Along with the fact-checking scrutiny that greeted that comment, the Republican's poor choice of words also set off a giddy eruption of social media mockery, lighting up Twitter and spawning a website, a Facebook page and even a song.
Almost instantly, the hashtag #bindersfullofwomen was trending worldwide on Twitter. Twitter parody accounts @RomneyBinders and @Romneys_binder also swiftly emerged, amassing tens of thousands of followers within a few hours.
Vanity Fair magazine tweeted: "Newt Gingrich, watching from home: 'Binders Full of Women' is a great name for my memoir."
"Binder?" reads one post on bindersfullofwomen.tumblr.com, which featured a photo of a beaming Romney. "I just met her!"
A photo of a particularly lascivious looking Bill Clinton also quickly made the rounds. The caption on the photo read: "Stop the debate. I want to know more about this binder."
American Bridge, meantime, a pro-Obama super PAC, announced it had bought the domain name BindersFullOfWomen.com to "educate voters on Romney's real record on issues important to women."
It's not the first time online wags have seized upon a political misstep to spur a wildly popular Internet meme during the 2012 race. Romney's "Big Bird" comments during the first presidential debate, in addition to Clint Eastwood's dressing down of an empty chair at the Republican National Convention, also became social media phenomena.
Jokes aside, Democrats are hoping Romney's latest maladroit comment will have more staying power, and might damage his reputation among women, in particular. Female voters outnumber men in the U.S. and are playing a pivotal role in this year's presidential campaign, with women's issues the focus of part of the debate on Tuesday night.
Paul Ryan, Romney's No. 2, tried to tamp down some of the ridicule on CBS News on Wednesday morning by lauding his running mate's commitment to women.
"All he simply meant was that he went out of his way to try to recruit qualified women to serve in his administration when he was governor," he said.
"That's really what he was saying. And by the way, he has an exceptional record of hiring women in very prominent positions in his administration and that's the point he was making."
Not true, apparently. By the end of Romney's term in Massachusetts, according to the University of Massachusetts Center for Women in Politics and Public Policy, the number of women in high-ranking positions was slightly lower than it was before he took office. The women he did hire were mostly in junior cabinet positions.

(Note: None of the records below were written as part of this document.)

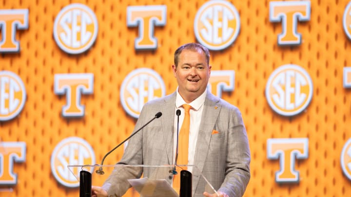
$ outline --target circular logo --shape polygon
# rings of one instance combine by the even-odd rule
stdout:
[[[62,9],[54,24],[54,38],[59,48],[71,54],[88,50],[98,35],[98,20],[87,6],[73,3]]]
[[[275,70],[266,86],[268,104],[283,116],[294,116],[304,110],[312,100],[312,93],[310,75],[293,64],[282,66]]]
[[[78,187],[81,168],[68,165],[95,165],[95,154],[90,144],[81,138],[71,137],[59,142],[51,155],[51,172],[56,180],[68,187]],[[90,168],[93,173],[93,168]]]
[[[351,180],[351,138],[344,145],[340,158],[342,171],[348,179]]]
[[[157,72],[149,69],[138,69],[128,74],[123,80],[121,102],[128,114],[137,118],[144,104],[165,94],[163,80]]]
[[[343,26],[348,37],[351,39],[351,2],[349,3],[344,12]]]
[[[0,71],[0,121],[16,117],[23,109],[26,96],[20,77],[10,71]]]
[[[221,50],[236,39],[240,17],[235,7],[225,0],[211,0],[197,11],[194,32],[197,40],[210,50]]]

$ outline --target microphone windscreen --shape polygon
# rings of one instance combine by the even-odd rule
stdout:
[[[177,116],[180,116],[180,109],[177,109],[176,111],[176,114]]]
[[[156,114],[155,114],[155,117],[156,118],[158,118],[162,116],[162,113],[161,113],[160,111],[158,112]]]

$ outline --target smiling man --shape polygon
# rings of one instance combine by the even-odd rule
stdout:
[[[241,197],[250,178],[246,130],[237,107],[207,90],[211,69],[209,61],[208,50],[197,43],[186,44],[176,51],[172,69],[177,90],[144,106],[134,132],[150,119],[150,114],[161,111],[163,115],[159,121],[154,121],[131,138],[117,163],[174,163],[177,135],[176,114],[179,110],[181,127],[177,164],[196,166],[220,197]],[[139,178],[142,172],[142,169],[135,172],[135,178]],[[149,177],[149,173],[144,171],[144,177]],[[125,173],[114,171],[102,187],[93,187],[93,196],[122,196],[130,187],[121,180],[127,179]],[[176,190],[179,178],[170,178],[167,180]],[[198,179],[193,179],[193,197],[217,197],[203,192],[201,184]]]

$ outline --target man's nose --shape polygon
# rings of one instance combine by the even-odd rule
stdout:
[[[192,76],[195,76],[196,74],[197,74],[197,72],[196,72],[196,68],[192,67],[190,69],[190,75]]]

There were also no female partners at Bain Capital when Romney headed the company in the 1980s and 1990s.
Romney's latest claim has also been debunked by several news outlets in Boston.
The former governor didn't ask for the binders, the Boston Globe reported. Instead, they were presented to him by a coalition of women's groups, just as they would have been to whomever had won the gubernatorial election in 2002.
"He didn't go out looking for these binders," said Carol Hardy-Fanta, a former official for MassGAP, the umbrella organization aimed at getting more women into high-ranking government positions in the state.
The binders were compiled by MassGAP prior to the election. Lists of potential applicants for a wide range of government jobs were amassed, to be handed over to whoever emerged victorious on election day.
Vice-President Joe Biden, meantime, wondered aloud on Wednesday why Romney, after so many years in corporate America, had trouble finding qualified female candidates for cabinet positions in Massachusetts.
"I've never had any problem when there's a job opening having as many women apply as men," Biden said in his own CBS interview.
"There's so many qualified women walking around in Boston, Massachusetts ... so many qualified women walking around every place in this country. The idea that you've got to go ask help to find one, I didn't quite understand what he was talking about. They are in abundance."